Il protocollo prevede anche la creazione di un bollino di qualità che certifichi l’impegno sociale delle imprese del territorio che assumono manodopera disabile al di là degli obblighi di legge, creando valore aggiunto. Inoltre, stabilisce che la provincia, attraverso il centro per l’impiego e il settore della formazione professionale, dovrà potenziare i profili professionali, concertando con le associazioni di categoria e le associazioni di disabili i corsi di formazione da attivare.
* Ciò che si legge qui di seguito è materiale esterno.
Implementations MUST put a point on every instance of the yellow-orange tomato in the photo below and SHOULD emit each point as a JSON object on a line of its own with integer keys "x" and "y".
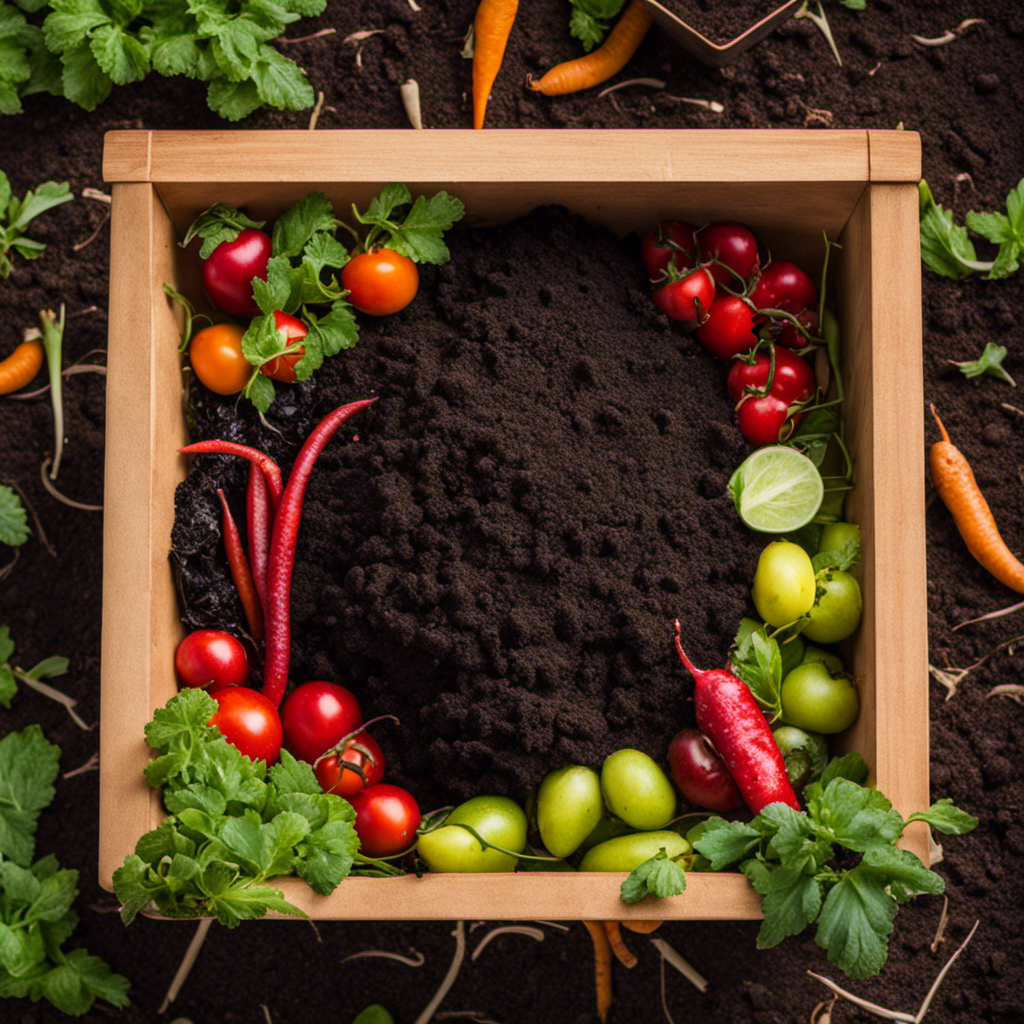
{"x": 381, "y": 282}
{"x": 216, "y": 356}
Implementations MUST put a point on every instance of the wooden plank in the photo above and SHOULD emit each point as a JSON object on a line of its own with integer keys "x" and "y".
{"x": 514, "y": 155}
{"x": 894, "y": 156}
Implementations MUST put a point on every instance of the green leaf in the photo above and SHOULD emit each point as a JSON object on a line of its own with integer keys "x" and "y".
{"x": 855, "y": 923}
{"x": 13, "y": 520}
{"x": 990, "y": 361}
{"x": 944, "y": 817}
{"x": 659, "y": 877}
{"x": 29, "y": 766}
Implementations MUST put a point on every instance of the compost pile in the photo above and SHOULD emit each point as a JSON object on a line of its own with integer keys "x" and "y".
{"x": 538, "y": 493}
{"x": 965, "y": 97}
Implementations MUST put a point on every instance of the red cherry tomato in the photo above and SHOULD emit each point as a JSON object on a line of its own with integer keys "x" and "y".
{"x": 699, "y": 772}
{"x": 381, "y": 282}
{"x": 215, "y": 354}
{"x": 211, "y": 658}
{"x": 735, "y": 246}
{"x": 687, "y": 299}
{"x": 728, "y": 331}
{"x": 361, "y": 752}
{"x": 386, "y": 819}
{"x": 249, "y": 722}
{"x": 283, "y": 367}
{"x": 657, "y": 254}
{"x": 228, "y": 270}
{"x": 783, "y": 286}
{"x": 317, "y": 715}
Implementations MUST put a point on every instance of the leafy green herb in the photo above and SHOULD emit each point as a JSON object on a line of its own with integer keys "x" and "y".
{"x": 232, "y": 825}
{"x": 787, "y": 856}
{"x": 657, "y": 877}
{"x": 13, "y": 521}
{"x": 990, "y": 361}
{"x": 416, "y": 232}
{"x": 16, "y": 214}
{"x": 947, "y": 250}
{"x": 36, "y": 914}
{"x": 590, "y": 18}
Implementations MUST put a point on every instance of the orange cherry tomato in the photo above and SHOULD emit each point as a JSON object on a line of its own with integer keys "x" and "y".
{"x": 216, "y": 356}
{"x": 381, "y": 282}
{"x": 283, "y": 368}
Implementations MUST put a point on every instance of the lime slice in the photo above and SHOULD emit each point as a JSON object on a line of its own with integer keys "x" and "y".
{"x": 776, "y": 489}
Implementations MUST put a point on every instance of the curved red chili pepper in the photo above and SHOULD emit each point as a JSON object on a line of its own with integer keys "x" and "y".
{"x": 271, "y": 471}
{"x": 282, "y": 562}
{"x": 728, "y": 714}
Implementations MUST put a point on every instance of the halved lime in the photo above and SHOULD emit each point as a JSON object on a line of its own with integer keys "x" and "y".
{"x": 776, "y": 489}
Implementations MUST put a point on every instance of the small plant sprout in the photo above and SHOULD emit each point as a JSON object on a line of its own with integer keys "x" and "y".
{"x": 990, "y": 363}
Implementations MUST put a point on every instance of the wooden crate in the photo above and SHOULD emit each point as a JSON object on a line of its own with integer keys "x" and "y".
{"x": 858, "y": 186}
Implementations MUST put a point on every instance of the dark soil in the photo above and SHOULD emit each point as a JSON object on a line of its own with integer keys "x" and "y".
{"x": 966, "y": 99}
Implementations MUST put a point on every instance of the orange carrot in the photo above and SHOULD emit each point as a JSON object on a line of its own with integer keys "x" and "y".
{"x": 623, "y": 952}
{"x": 20, "y": 367}
{"x": 491, "y": 34}
{"x": 609, "y": 58}
{"x": 954, "y": 481}
{"x": 602, "y": 967}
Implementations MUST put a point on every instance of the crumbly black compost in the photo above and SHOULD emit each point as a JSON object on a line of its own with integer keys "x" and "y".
{"x": 539, "y": 492}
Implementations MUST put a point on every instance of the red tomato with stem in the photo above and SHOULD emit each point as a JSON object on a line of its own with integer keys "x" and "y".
{"x": 249, "y": 722}
{"x": 386, "y": 819}
{"x": 317, "y": 715}
{"x": 211, "y": 658}
{"x": 360, "y": 752}
{"x": 783, "y": 286}
{"x": 215, "y": 354}
{"x": 282, "y": 368}
{"x": 658, "y": 255}
{"x": 728, "y": 331}
{"x": 732, "y": 245}
{"x": 687, "y": 299}
{"x": 381, "y": 282}
{"x": 700, "y": 773}
{"x": 228, "y": 271}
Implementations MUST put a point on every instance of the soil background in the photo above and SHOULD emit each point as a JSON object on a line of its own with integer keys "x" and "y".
{"x": 966, "y": 98}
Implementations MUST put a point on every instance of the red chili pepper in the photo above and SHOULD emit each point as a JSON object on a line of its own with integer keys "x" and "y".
{"x": 271, "y": 471}
{"x": 258, "y": 525}
{"x": 728, "y": 714}
{"x": 240, "y": 571}
{"x": 286, "y": 530}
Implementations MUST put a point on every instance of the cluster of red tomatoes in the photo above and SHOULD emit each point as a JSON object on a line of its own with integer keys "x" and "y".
{"x": 318, "y": 722}
{"x": 712, "y": 280}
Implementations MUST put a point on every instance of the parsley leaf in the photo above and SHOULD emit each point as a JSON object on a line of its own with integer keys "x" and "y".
{"x": 990, "y": 361}
{"x": 658, "y": 877}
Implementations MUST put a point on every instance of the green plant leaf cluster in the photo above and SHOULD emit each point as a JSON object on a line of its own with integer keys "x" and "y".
{"x": 788, "y": 857}
{"x": 232, "y": 824}
{"x": 83, "y": 48}
{"x": 16, "y": 214}
{"x": 36, "y": 896}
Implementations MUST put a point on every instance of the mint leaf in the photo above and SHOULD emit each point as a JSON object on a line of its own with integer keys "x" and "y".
{"x": 990, "y": 361}
{"x": 13, "y": 520}
{"x": 658, "y": 877}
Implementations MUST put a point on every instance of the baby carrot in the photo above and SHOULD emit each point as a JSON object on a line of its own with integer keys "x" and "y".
{"x": 491, "y": 35}
{"x": 608, "y": 59}
{"x": 20, "y": 367}
{"x": 954, "y": 481}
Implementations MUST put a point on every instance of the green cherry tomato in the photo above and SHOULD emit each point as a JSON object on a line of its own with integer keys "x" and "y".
{"x": 627, "y": 852}
{"x": 818, "y": 700}
{"x": 498, "y": 819}
{"x": 636, "y": 790}
{"x": 835, "y": 535}
{"x": 568, "y": 807}
{"x": 837, "y": 612}
{"x": 783, "y": 583}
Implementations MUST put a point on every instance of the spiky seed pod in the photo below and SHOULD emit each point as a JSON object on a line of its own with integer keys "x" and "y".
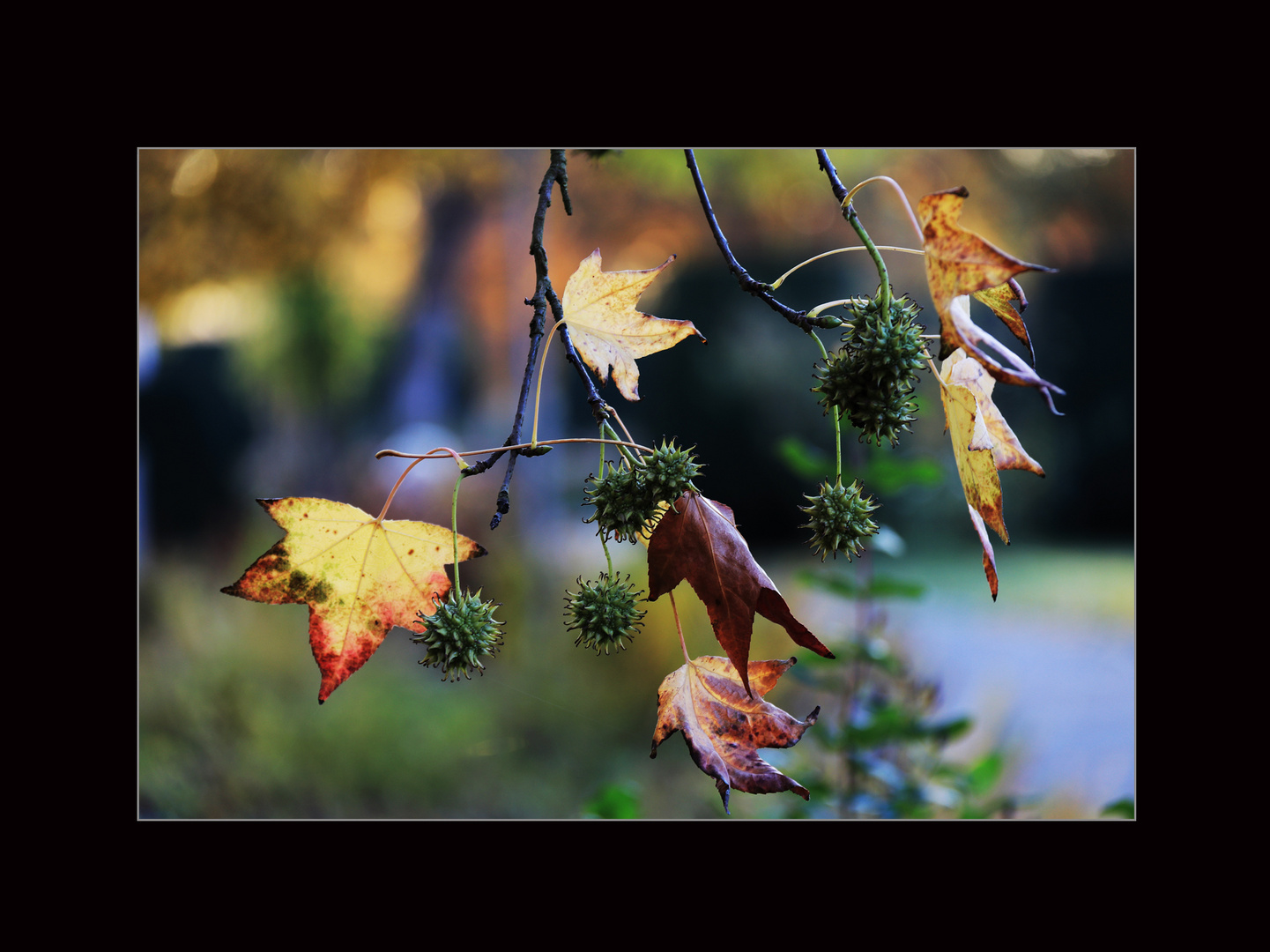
{"x": 877, "y": 412}
{"x": 668, "y": 473}
{"x": 621, "y": 502}
{"x": 888, "y": 350}
{"x": 838, "y": 519}
{"x": 604, "y": 613}
{"x": 460, "y": 633}
{"x": 870, "y": 377}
“E’ importante - ha detto l’assessore provinciale alle Politiche sociali, al Lavoro e alle Pari Opportunità, Cinzia Sacconi - che alla firma del protocollo d’intesa intervengano tutti i soggetti coinvolti e, in particolare, tutte le associazioni dei datori di lavoro. Se è vero che le aziende più piccole incontrano maggiori difficoltà nell’inserimento lavorativo dei disabili, quelle più strutturate, potrebbero darci una mano e trarre notevoli benefici da questo processo”.
“Dal 2000 al 2006 - ha spiegato la dirigente provinciale del settore Politiche sociali e Pari Opportunità, Roberta Giulietti - nel territorio provinciale sono stati attivati 531 avviamenti di persone disabili, con una media di 80 inserimenti lavorativi all’anno. La metà di questi riguardano disabilità che va dal 46 al 66% e il resto disabilità tra il 67 e oltre il 79%. Le donne disabili sono più svantaggiate degli uomini nel trovare un impiego, infatti, dei 531 avviamenti, 198 sono donne e 333 sono uomini. Dal 2001 al 2006 sono stati attivati 134 tirocini. Con il Fondo regionale disabili, che dal 2002 al 2006 ha garantito alla provincia di Grosseto risorse pari a circa 550mila euro, sono stati garantiti 62 inserimenti lavorativi e 54 borse lavoro. Inoltre, le risorse del Fondo nazionale per l’occupazione, circa 1 milione e 215mila euro impiegati per ridurre gli oneri previdenziali e assicurativi delle aziende che assumono disabili, ha permesso dal 2001 al 2006 l’inserimento nel mondo del lavoro di altre 69 persone”.